Something called marketing resource management may be the answer. MRM aims to enhance an enterprise’s ability to orchestrate and optimize the use of both internal and external (creative agencies, media buyers, etc.) marketing resources.
Unified Message
When HP began its adoption of MRM in the fall of 2003, following its merger with Compaq, it had 86 marketing departments, each with its own budget and other resources. There was no single view of the company, let alone of its customers, who included individual consumers, small and midsize businesses and huge multinationals.
“We asked each marketing team to ante up one senior marketing staffer for a year to man the program management office,” said Deborah Nelson, the HP executive responsible for the worldwide marketing of personal computers, technical workstations, personal digital assistants and handheld products.
This ensured that the businesses involved in marketing to HP’s varied customer segments had a voice in the process of unifying marketing activities.
It also meant that marketers from across the organization learned the best practices of other business units under the HP umbrella. These best practices gave disparate marketers proven benchmarks for success and creative approaches to market challenges. When it was time to roll out the new marketing structure, a year after the 86 senior marketers came together, these people went back “and evangelized their businesses,” Nelson said.
Defining Metrics
“It was not just about reining in marketing, but [about] optimiz[ing] your marketing resources for efficiency and effectiveness,” said Kevin Colosimo, group director of marketing for Siebel Systems Inc., which provides HP with its MRM solution. “A comprehensive approach looks at requirements of processes, people and technologies first and foremost.”
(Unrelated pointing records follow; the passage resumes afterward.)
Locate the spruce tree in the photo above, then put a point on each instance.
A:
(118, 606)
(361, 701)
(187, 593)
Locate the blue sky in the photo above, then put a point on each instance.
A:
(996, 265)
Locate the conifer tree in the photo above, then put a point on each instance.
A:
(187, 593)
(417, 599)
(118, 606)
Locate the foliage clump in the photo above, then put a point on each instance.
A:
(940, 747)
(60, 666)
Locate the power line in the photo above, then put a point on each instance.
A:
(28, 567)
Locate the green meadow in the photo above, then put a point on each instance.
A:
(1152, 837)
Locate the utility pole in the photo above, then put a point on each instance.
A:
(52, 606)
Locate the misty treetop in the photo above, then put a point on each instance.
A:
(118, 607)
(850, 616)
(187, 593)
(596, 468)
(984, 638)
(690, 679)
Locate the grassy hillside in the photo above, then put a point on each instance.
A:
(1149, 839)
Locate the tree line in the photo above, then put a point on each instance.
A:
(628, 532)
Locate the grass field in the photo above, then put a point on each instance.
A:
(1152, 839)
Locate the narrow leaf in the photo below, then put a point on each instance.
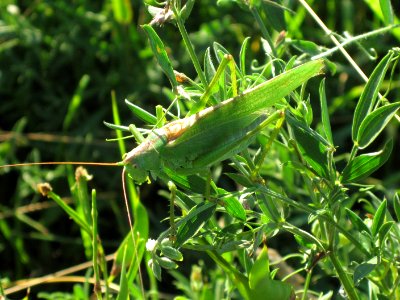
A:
(260, 268)
(166, 263)
(123, 283)
(357, 222)
(242, 56)
(383, 232)
(171, 253)
(192, 222)
(387, 11)
(396, 205)
(362, 270)
(374, 123)
(122, 10)
(369, 94)
(325, 113)
(234, 208)
(364, 165)
(313, 150)
(209, 68)
(379, 218)
(141, 113)
(186, 9)
(155, 268)
(161, 55)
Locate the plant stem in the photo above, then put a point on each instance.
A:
(263, 29)
(343, 277)
(189, 46)
(306, 285)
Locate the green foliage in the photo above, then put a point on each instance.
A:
(288, 182)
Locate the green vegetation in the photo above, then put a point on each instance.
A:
(290, 189)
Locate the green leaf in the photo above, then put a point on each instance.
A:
(365, 164)
(209, 68)
(326, 124)
(310, 144)
(171, 253)
(166, 263)
(155, 268)
(234, 208)
(122, 11)
(133, 255)
(192, 183)
(141, 113)
(123, 283)
(362, 270)
(383, 232)
(374, 123)
(242, 56)
(369, 94)
(275, 15)
(186, 10)
(306, 47)
(157, 46)
(76, 101)
(261, 284)
(193, 221)
(379, 218)
(387, 11)
(260, 268)
(357, 222)
(240, 179)
(396, 206)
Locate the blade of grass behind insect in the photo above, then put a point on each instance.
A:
(76, 101)
(96, 270)
(141, 221)
(80, 194)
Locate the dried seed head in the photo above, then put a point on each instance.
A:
(44, 188)
(82, 173)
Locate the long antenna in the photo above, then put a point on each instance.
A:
(113, 164)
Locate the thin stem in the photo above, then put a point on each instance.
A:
(306, 285)
(189, 46)
(354, 39)
(345, 280)
(264, 30)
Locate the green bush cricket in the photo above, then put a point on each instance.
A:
(213, 134)
(193, 144)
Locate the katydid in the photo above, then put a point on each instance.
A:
(194, 143)
(216, 133)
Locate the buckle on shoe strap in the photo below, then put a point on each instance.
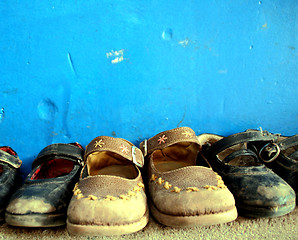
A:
(268, 150)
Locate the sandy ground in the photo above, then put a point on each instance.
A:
(285, 227)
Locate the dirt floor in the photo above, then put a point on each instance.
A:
(285, 227)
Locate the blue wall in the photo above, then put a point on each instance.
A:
(74, 70)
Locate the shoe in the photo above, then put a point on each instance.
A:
(181, 193)
(281, 156)
(109, 198)
(258, 191)
(43, 199)
(10, 177)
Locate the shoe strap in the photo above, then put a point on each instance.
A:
(294, 155)
(243, 137)
(168, 138)
(73, 152)
(117, 145)
(272, 150)
(10, 159)
(288, 142)
(242, 152)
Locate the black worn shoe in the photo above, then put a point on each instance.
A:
(43, 199)
(258, 191)
(281, 157)
(10, 178)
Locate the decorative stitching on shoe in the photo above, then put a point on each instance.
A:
(167, 185)
(99, 143)
(162, 139)
(192, 189)
(80, 195)
(92, 197)
(124, 197)
(136, 189)
(153, 178)
(187, 134)
(111, 198)
(160, 181)
(176, 190)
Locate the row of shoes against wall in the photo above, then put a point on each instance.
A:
(189, 180)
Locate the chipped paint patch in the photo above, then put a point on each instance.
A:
(116, 56)
(223, 71)
(264, 26)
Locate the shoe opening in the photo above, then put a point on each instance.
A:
(53, 168)
(176, 156)
(109, 163)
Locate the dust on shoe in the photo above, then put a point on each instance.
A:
(109, 198)
(181, 193)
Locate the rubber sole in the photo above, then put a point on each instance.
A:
(198, 220)
(35, 220)
(269, 212)
(107, 230)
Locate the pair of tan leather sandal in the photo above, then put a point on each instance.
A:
(110, 197)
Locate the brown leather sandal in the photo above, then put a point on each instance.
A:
(182, 194)
(109, 198)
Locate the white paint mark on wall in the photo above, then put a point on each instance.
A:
(184, 42)
(116, 56)
(223, 71)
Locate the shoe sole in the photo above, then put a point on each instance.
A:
(2, 214)
(107, 230)
(198, 220)
(263, 212)
(35, 220)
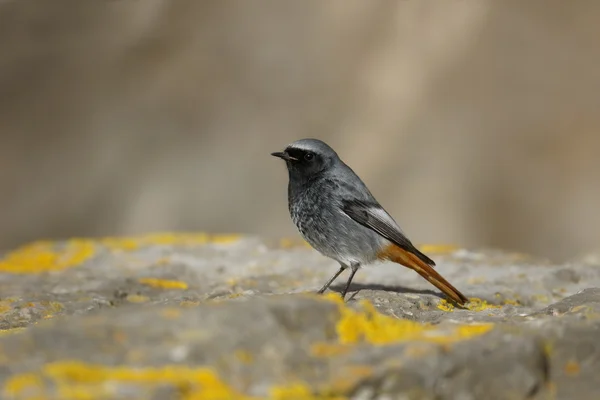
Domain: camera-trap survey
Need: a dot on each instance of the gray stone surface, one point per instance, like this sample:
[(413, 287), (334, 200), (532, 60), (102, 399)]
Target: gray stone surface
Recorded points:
[(212, 317)]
MRM seeks to consolidate marketing, making sure the language it speaks — internally in terms of goals and externally in terms of messages to customers — as well as the processes it uses and the tools it relies upon conform to a single standard.
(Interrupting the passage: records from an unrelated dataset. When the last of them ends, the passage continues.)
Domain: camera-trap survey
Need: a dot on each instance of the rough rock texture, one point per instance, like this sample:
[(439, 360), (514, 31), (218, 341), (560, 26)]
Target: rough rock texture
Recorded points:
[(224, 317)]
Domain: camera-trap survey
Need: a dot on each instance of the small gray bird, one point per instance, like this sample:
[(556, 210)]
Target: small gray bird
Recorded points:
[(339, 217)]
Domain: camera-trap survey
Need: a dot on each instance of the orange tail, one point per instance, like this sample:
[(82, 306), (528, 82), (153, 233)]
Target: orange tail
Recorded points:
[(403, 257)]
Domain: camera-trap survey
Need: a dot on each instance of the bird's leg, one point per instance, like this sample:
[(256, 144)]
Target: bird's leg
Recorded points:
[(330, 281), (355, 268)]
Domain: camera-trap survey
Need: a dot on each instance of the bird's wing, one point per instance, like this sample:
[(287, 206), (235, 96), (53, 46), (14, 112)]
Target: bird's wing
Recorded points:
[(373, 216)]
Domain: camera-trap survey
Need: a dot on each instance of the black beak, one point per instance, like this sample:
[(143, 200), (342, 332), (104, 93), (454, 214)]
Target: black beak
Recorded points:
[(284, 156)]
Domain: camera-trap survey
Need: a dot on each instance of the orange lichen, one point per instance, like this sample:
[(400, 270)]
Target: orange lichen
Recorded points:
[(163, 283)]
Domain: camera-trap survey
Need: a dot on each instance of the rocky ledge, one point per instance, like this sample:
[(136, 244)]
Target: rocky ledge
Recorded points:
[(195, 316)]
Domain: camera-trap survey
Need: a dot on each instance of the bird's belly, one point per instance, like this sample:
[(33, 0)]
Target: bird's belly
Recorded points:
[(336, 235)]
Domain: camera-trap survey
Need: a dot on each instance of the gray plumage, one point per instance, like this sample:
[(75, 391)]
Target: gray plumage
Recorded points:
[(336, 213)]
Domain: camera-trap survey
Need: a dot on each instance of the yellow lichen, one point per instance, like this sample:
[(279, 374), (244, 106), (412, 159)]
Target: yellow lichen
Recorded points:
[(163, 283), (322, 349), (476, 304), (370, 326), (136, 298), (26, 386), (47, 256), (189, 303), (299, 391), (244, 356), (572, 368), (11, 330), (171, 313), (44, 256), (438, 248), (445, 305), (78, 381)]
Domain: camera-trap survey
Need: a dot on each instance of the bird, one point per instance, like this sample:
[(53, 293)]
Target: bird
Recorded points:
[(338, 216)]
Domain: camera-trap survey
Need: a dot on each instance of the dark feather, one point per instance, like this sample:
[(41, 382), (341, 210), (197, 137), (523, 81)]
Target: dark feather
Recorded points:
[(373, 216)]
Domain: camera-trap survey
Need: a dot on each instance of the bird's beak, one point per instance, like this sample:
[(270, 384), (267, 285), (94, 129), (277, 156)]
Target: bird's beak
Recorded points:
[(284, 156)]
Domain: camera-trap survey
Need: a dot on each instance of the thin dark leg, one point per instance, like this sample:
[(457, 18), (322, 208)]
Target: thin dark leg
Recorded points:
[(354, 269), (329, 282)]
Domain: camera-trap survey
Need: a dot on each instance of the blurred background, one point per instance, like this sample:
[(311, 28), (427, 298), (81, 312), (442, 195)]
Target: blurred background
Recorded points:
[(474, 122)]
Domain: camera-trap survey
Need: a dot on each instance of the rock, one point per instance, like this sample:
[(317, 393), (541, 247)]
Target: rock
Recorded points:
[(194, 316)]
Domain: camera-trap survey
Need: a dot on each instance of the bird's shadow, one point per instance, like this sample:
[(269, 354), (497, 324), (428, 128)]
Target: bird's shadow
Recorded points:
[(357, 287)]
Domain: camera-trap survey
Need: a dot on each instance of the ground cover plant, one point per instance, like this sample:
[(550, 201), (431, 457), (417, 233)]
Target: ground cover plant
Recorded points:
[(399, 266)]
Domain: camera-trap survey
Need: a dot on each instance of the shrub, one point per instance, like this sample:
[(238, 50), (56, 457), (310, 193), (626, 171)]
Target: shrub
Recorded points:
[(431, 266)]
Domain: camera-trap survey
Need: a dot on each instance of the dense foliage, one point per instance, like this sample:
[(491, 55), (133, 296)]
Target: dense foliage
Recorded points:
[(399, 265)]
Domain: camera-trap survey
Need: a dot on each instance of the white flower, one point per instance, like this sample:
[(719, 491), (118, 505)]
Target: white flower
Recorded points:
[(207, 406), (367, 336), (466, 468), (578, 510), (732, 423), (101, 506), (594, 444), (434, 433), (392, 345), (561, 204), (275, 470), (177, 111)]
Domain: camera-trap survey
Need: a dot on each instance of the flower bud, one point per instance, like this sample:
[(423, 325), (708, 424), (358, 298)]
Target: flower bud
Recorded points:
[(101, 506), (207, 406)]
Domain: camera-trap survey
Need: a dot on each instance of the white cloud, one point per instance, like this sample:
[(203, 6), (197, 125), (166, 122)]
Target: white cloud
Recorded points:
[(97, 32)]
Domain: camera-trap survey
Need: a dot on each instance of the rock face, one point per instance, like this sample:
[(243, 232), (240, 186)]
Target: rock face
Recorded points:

“HP realized across the globe, people use different marketing terms or the same terms with different definitions,” Colosimo told CRM Buyer. “It needed consistent metrics to use as an organization to define its success” and tally up worldwide marketing expenditures.
Accountability
“One of the reasons MRM is so hot now is [that] marketing has been viewed as the last bastion of creative spending, building squishy” — that is, hard to measure — “brand awareness,” said Colosimo.
Whether marketers like it or not, however, “‘Trust us’ is no longer working,” he said. “CEOs and CFOs are demanding accountability and key drivers of shareholder value and profits and revenue growth. What can marketing do to optimize efficiency, to do more with less, to grow value from existing customers?”
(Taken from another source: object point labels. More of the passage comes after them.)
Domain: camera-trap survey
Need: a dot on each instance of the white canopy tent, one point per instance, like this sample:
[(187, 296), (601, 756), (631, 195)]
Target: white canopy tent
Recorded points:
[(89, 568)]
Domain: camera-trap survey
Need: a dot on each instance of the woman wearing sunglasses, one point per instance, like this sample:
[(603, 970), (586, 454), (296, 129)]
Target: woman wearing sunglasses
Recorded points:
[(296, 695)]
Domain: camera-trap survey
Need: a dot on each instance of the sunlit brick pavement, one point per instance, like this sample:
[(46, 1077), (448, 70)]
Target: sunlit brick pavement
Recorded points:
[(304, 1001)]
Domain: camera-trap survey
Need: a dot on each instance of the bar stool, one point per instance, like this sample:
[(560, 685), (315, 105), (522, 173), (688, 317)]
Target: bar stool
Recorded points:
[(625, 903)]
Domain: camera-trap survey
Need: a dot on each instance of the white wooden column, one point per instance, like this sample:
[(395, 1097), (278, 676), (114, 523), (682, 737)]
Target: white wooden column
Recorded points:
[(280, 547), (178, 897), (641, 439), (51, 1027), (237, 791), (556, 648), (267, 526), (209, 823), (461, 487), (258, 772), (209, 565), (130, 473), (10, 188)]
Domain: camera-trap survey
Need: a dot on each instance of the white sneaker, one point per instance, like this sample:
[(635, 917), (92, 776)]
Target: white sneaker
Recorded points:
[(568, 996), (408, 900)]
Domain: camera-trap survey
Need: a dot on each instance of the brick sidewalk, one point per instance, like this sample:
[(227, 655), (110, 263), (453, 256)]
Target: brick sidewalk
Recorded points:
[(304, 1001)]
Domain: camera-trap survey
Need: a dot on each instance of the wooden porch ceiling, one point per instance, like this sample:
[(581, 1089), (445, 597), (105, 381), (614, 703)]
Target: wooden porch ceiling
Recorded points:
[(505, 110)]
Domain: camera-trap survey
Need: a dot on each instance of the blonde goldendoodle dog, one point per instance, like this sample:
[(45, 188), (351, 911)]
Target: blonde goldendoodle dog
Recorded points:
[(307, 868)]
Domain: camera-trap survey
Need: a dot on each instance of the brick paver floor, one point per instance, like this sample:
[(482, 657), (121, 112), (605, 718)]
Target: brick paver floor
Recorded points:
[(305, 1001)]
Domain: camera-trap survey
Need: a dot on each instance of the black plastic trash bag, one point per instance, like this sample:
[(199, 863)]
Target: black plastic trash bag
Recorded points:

“MRM is a process discipline, not just a tool set,” added Nelson. And as companies learned the hard way with CRM, it’s best to mold minds around the strategy solution rather than the technology.
“MRM really is about bringing structural process and tools to an organization working on intuition and the creative process,” said Colosimo. It helps organizations focus on tactical plans, stick to their budgets, track response to their marketing campaigns, establish metrics for marketing success, receive reports related to these and coordinate all means of marketing and messaging on a central calendar.
Technology Matters
This new technology of comprehensive marketing management has become integral to the functioning of HP’s marketing machine. “Technology does matter,” Colosimo said. “It’s much more difficult to figure out ROI if you have a hodge-podge of point solutions. It’s tough to make that work. You only get efficiency and effectiveness with insight-driven, closed-loop marketing strategy and a consolidated system to measure activities, budget, etc.”
Spending on the MRM platform at HP is less than 1 percent of the $3 billion the company spends annually on marketing, but it has helped the company cuts its relationships from 106 external ad agencies to just two. MRM also reduced total marketing spending by more than 10 percent while doubling the resources it used to expend on branding.
And according to brand-valuation expert Interbrand Corp. of New York, this new approach has helped HP improve its brand by 21 percent.